Tech Notes: Event Sourcing

Title: UPDATE your VIEW on DELETE: The benefits of Event Sourcing
Speaker: Sebastian von Conrad of Envato
Where: Melbourne CTO School
Date: 2016-12-06

We attended a very entertaining and engaging lecture held at the Envato offices on Even Sourcing, entitled “UPDATE your VIEW on DELETE” given by Sebastian von Conrad (@vonconrad). This was a meetup organised by the Melbourne CTO School group with a couple of dozen attendees present.

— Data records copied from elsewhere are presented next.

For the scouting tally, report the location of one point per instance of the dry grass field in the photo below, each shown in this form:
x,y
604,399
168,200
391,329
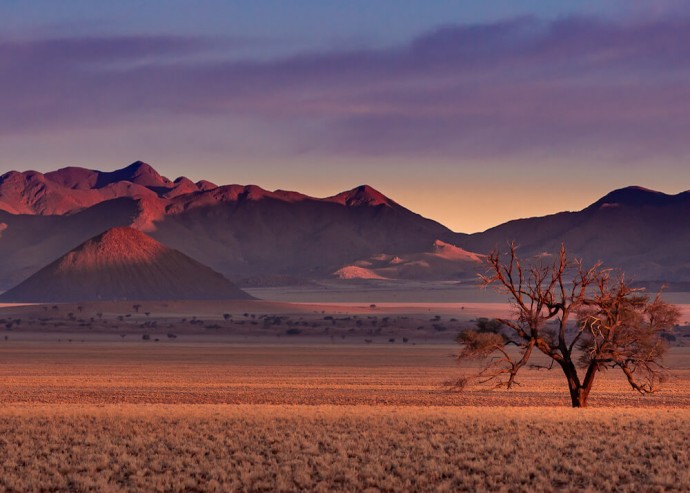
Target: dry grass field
x,y
272,396
133,415
342,448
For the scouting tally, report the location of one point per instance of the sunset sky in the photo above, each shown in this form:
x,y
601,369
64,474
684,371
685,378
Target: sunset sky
x,y
470,113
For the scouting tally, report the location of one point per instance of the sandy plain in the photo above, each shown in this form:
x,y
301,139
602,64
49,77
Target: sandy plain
x,y
233,402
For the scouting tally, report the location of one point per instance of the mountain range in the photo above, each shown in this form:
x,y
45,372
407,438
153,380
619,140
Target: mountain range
x,y
123,264
248,233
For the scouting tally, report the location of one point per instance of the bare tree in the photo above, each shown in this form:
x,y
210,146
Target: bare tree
x,y
582,319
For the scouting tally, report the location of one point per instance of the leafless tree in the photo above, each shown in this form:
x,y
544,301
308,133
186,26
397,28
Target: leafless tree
x,y
582,319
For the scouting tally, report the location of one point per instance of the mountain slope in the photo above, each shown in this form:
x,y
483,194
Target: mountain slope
x,y
123,263
645,233
241,231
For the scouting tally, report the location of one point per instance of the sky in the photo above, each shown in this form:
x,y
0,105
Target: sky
x,y
469,113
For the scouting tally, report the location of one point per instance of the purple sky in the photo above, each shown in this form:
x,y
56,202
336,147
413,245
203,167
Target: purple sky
x,y
468,115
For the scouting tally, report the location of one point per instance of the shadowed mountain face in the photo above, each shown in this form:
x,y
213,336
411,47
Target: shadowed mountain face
x,y
643,232
240,231
123,263
249,233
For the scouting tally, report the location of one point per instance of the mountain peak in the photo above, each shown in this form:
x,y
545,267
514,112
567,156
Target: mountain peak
x,y
635,196
138,172
124,263
362,195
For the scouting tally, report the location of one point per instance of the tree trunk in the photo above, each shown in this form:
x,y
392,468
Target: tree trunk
x,y
579,396
578,393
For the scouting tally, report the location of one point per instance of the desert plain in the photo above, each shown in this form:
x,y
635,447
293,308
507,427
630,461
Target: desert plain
x,y
348,394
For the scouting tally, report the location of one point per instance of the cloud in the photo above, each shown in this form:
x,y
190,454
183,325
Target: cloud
x,y
518,86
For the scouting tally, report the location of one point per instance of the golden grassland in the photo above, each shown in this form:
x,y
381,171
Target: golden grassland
x,y
342,448
194,416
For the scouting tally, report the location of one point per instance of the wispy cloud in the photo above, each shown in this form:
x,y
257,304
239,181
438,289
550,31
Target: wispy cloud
x,y
519,86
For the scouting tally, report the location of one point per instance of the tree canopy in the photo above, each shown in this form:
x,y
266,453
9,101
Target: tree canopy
x,y
585,320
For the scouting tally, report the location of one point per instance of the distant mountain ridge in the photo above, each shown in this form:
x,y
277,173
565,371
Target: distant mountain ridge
x,y
242,231
248,233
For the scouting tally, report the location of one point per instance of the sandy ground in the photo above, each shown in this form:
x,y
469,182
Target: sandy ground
x,y
294,395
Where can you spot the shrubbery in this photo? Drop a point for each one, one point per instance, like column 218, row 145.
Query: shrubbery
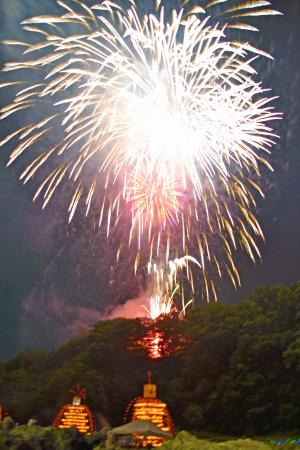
column 237, row 371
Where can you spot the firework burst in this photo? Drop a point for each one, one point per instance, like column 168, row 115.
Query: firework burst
column 161, row 117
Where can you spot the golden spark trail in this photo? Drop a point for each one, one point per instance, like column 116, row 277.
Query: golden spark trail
column 160, row 121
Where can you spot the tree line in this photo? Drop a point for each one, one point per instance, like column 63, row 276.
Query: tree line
column 232, row 369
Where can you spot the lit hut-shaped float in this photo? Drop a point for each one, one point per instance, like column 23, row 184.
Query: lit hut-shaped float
column 3, row 413
column 76, row 415
column 149, row 407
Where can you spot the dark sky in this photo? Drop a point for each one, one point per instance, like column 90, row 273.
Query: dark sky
column 56, row 280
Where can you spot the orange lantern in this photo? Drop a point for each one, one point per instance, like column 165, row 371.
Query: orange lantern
column 149, row 407
column 76, row 415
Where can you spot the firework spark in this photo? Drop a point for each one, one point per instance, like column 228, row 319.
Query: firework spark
column 164, row 281
column 162, row 117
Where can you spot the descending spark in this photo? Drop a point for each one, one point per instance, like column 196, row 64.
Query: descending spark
column 164, row 283
column 162, row 117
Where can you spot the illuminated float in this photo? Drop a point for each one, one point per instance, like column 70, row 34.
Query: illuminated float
column 3, row 413
column 76, row 415
column 149, row 407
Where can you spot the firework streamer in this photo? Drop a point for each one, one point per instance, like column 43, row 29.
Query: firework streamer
column 163, row 121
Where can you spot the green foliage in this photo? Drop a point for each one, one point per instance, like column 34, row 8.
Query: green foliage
column 238, row 372
column 187, row 441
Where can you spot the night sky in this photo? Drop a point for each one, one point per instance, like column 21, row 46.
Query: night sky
column 56, row 280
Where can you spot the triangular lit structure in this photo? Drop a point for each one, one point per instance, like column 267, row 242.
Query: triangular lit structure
column 149, row 407
column 76, row 415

This isn’t the first time that Sebastian has given the talk – the same talk was given to the Software Engineering Institute at CMU, and the video for that is available online.

In a Nutshell

  • A store of events is the primary source of truth.
  • Events are immutable.
  • Events are stored in an append only Event Store.
  • How you interpret events is not immutable.
  • Interpretation happens through the action of Projections.
  • Projections could be anything, but are often relational databases representing the current state.
  • Projected databases are often Denormalized since performance is their primary purpose.
  • Projections can be fine grained and special purpose – e.g. One per view
  • Many different projections of the same data may co-exist.
  • Queries happen against a projection of the events- Clients communicate with systems using Commands.
  • Events are created if a command is accepted
  • Whether a command is acceptable/possible or not depends on current state, so clients often also incorporate a projection of some sort.
  • CQRS is the segregation of command APIs and query APIs into different components or services.
  • Any data stored in a projection is by definition disposable and ephemeral, since the projection is recreated by replaying the event stream as needed.
  • To speed up the process of resynchronisation, if necessary, checkpoint messages can be generated summarising the state under a given projection up to a given point in time.

Gotchas

  • Busy environments can rack up a very large number of events very quickly.
  • Event Sourcing may be better suited to read heavy applications where the projections can stay in sync with the event stream for longer before they become out of sync.
  • The multiple moving parts of the architecture, all being highly decoupled, means that the architecture is inherently eventually consistent. How far out of sync a projection falls is a deciding factor on how the system propagates events to projections, and how soon.
  • Storing the summarised results of projections in the event stream itself is a kind of data pollution, since events are of the business process realm, whereas projections are of the interpretation domain (one is facts, the other hypotheses or conclusions which is by its very nature provisional)
  • Occasionally event representational flaws are discovered long after the system has been in execution. Correction this requires something like a projectional transformation into a new event store. Something to be avoided as much as a major schema change in a database.

Observations

  • Event Sourcing has historical pedigree in practices like double entry bookkeeping. We would never use a bank that treated our money the way we treat data in relational databases.
  • By segregating the events out in this way, we also segregate the storage of the events from the interpretation of them. This prevents an insidious form of coupling at the conceptual level, often known as the leaky abstraction.
  • Apache Kafka is an ideal kind of platform for the registering, storage and propagation of events.
  • Envato built their platform on top of the pub/sub capabilities of Postgresql.
  • Dedicated event stores exist to make such architectures easier.
  • Envato typically start a new project with a phase of event storming. A cross between brain storming and User Story authoring geared towards understanding the key transactions of the system.

Thoughts and Ideas

  • A business event is defined as a _fact_, at a specific point in time.
  • Storing and interpreting facts (in the sense of knowledge management) is at the very heart of the semantic web vision.
  • It makes sense to use data formats like RDF or OWL to represent events.
  • They can be directly incorporated into a triple store as a kind of projection, or used as raw material for inferences.
  • An inference engine can be a kind of projection, and the inferences it deduces from the incoming events can be stored in a projection, becoming a materialised inference, which is typically disposable and ephemeral too.